The key point is this: for many systems, it is difficult to determine the exact output for arbitrary inputs, but it is often easy to check basic relationships that must apply for correct behaviour. In some domains, it remains challenging to define good properties, because in doing so you encode your domain knowledge and assumptions about correctness in the form of verifiable conditions.
The oracle does not need to have complete knowledge of correctness. It is sufficient if it knows the invariants: properties that must always apply regardless of the specific result. This is precisely where the strength of property-based testing lies: instead of comparing results, you check principles that every valid result must satisfy.
Property-based testing shines in domains where invariants are straightforward to identify and express. Pure functions with clear mathematical or logical properties, such as date and time calculations, string transformations, or mathematical computations, are ideal candidates.
Code that is already deterministic and side-effect-free lends itself well to property-based testing, as does code where side effects can be isolated and mocked.
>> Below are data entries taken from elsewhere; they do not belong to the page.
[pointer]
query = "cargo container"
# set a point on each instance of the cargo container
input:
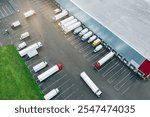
(21, 45)
(77, 30)
(29, 13)
(86, 35)
(49, 72)
(39, 66)
(51, 94)
(91, 84)
(15, 24)
(97, 48)
(24, 35)
(104, 60)
(65, 20)
(28, 50)
(92, 39)
(60, 15)
(84, 31)
(96, 42)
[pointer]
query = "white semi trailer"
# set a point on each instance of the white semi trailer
(65, 20)
(39, 66)
(86, 36)
(31, 50)
(49, 72)
(72, 27)
(51, 94)
(60, 15)
(104, 60)
(69, 23)
(91, 84)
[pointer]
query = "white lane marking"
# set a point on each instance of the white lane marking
(66, 90)
(8, 9)
(111, 79)
(84, 48)
(55, 82)
(111, 69)
(4, 10)
(117, 86)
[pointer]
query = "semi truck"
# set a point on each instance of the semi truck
(84, 31)
(104, 60)
(49, 72)
(91, 39)
(24, 35)
(91, 84)
(72, 27)
(31, 50)
(96, 42)
(51, 94)
(60, 15)
(77, 30)
(40, 66)
(97, 48)
(15, 24)
(29, 13)
(65, 20)
(86, 36)
(69, 23)
(21, 45)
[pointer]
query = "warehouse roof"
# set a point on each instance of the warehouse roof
(127, 19)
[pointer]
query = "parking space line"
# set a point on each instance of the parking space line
(70, 94)
(83, 49)
(66, 90)
(117, 85)
(111, 69)
(2, 13)
(55, 82)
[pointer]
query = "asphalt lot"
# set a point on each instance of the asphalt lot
(115, 79)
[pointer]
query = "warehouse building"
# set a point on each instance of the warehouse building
(123, 26)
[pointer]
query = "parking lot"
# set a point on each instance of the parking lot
(115, 79)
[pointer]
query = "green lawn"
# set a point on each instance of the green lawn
(16, 81)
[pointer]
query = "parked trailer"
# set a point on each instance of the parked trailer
(21, 45)
(97, 48)
(86, 36)
(30, 48)
(77, 30)
(39, 66)
(60, 15)
(65, 20)
(49, 72)
(15, 24)
(57, 11)
(91, 84)
(69, 23)
(29, 13)
(104, 60)
(84, 31)
(24, 35)
(92, 38)
(72, 27)
(51, 94)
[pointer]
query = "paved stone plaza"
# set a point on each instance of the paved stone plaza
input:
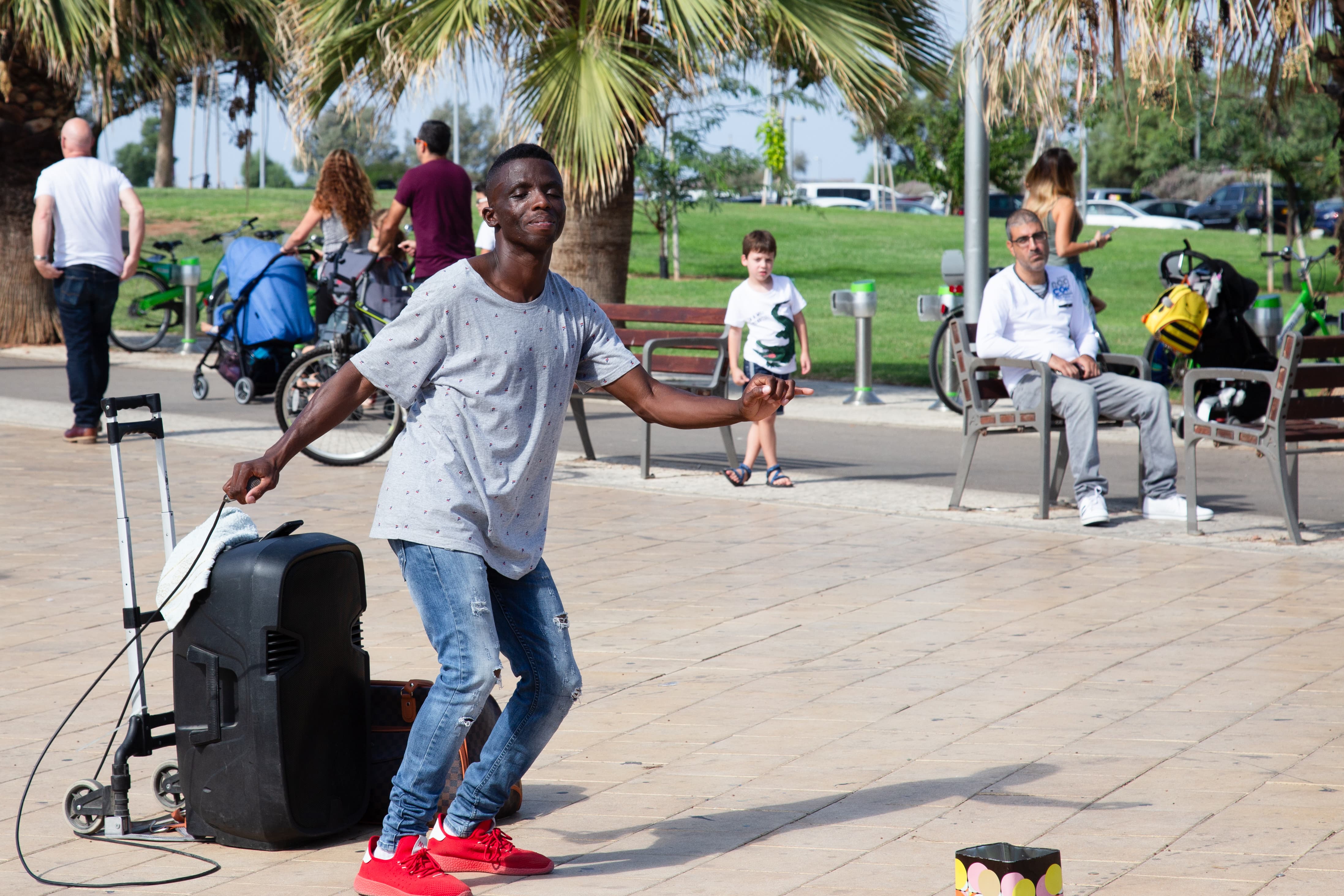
(780, 696)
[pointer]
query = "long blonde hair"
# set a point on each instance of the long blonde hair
(1049, 179)
(343, 189)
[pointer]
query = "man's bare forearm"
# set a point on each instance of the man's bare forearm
(330, 406)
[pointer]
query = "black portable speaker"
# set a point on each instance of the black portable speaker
(271, 691)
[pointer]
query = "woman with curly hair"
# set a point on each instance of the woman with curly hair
(343, 203)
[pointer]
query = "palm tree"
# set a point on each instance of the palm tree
(587, 76)
(1039, 54)
(52, 53)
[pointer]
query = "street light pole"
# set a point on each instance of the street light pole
(976, 201)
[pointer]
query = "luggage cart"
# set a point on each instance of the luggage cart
(93, 809)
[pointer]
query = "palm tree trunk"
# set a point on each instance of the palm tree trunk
(167, 126)
(595, 250)
(30, 132)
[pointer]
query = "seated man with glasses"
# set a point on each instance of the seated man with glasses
(1041, 313)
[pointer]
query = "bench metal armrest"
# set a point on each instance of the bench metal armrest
(1133, 362)
(719, 343)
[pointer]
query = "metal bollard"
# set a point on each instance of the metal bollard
(861, 303)
(190, 281)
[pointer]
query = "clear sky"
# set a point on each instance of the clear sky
(826, 136)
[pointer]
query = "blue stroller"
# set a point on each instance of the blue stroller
(257, 331)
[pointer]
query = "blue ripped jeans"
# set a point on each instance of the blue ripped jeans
(472, 614)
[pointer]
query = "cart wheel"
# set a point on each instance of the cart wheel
(81, 820)
(168, 785)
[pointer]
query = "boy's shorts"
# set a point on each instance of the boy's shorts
(752, 369)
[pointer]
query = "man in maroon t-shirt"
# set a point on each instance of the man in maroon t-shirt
(439, 195)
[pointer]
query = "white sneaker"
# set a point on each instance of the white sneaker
(1173, 508)
(1092, 510)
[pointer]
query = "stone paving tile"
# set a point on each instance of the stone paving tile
(777, 700)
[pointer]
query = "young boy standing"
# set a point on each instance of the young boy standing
(771, 307)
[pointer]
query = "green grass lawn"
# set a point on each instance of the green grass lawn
(820, 249)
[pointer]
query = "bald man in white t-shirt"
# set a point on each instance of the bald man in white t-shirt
(81, 199)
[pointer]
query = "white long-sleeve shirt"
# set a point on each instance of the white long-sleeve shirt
(1017, 323)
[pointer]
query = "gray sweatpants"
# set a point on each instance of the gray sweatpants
(1081, 402)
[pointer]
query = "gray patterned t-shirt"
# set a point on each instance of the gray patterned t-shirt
(484, 383)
Conversely, domains with significant external side effects present challenges. For example, generating random inputs for network operations or file system interactions may be costly, destructive, or impractical when it comes to comprehensive testing. Similarly, highly stateful systems where describing invariants across state transitions is difficult require careful design of properties and may benefit more from targeted example-based or integration tests.
Conclusion
Property-based testing is an approach to testing that moves beyond the enumeration of manual examples. By replacing specific expected outputs with general invariants, property-based testing enables input spaces to be explored automatically while maintaining clear verification criteria.
In the next article, we will examine what occurs when a property fails, and how libraries such as Eris automatically reduce failing inputs to their simplest form. This transforms random test failures into actionable, reproducible bugs.
The oracle problem, determining whether a test should pass or fail, becomes tractable when the focus is on invariants rather than complete specifications. Roundtrip properties verify that inverse operations preserve data. Idempotence properties verify stability. Invariant properties ensure that essential characteristics are maintained during transformations. Metamorphic properties facilitate comparisons in domains where exact outputs are difficult to compute.
The Eris library in the PHP ecosystem makes property-based testing accessible and practical by integrating seamlessly with PHPUnit and enabling incremental adoption in existing test suites. When combined with mutation testing for quality assurance and example-based tests for documentation, property-based testing provides a sophisticated approach to testing that discovers bugs that example tests systematically miss.
Knowing when and how to apply property-based testing allows you to develop testing strategies that genuinely improve software quality, rather than merely satisfying metric targets. While the oracle problem may never be fully solved, perfect knowledge of correctness remains elusive, property-based testing provides powerful tools for verifying general truths about software behaviour across diverse inputs.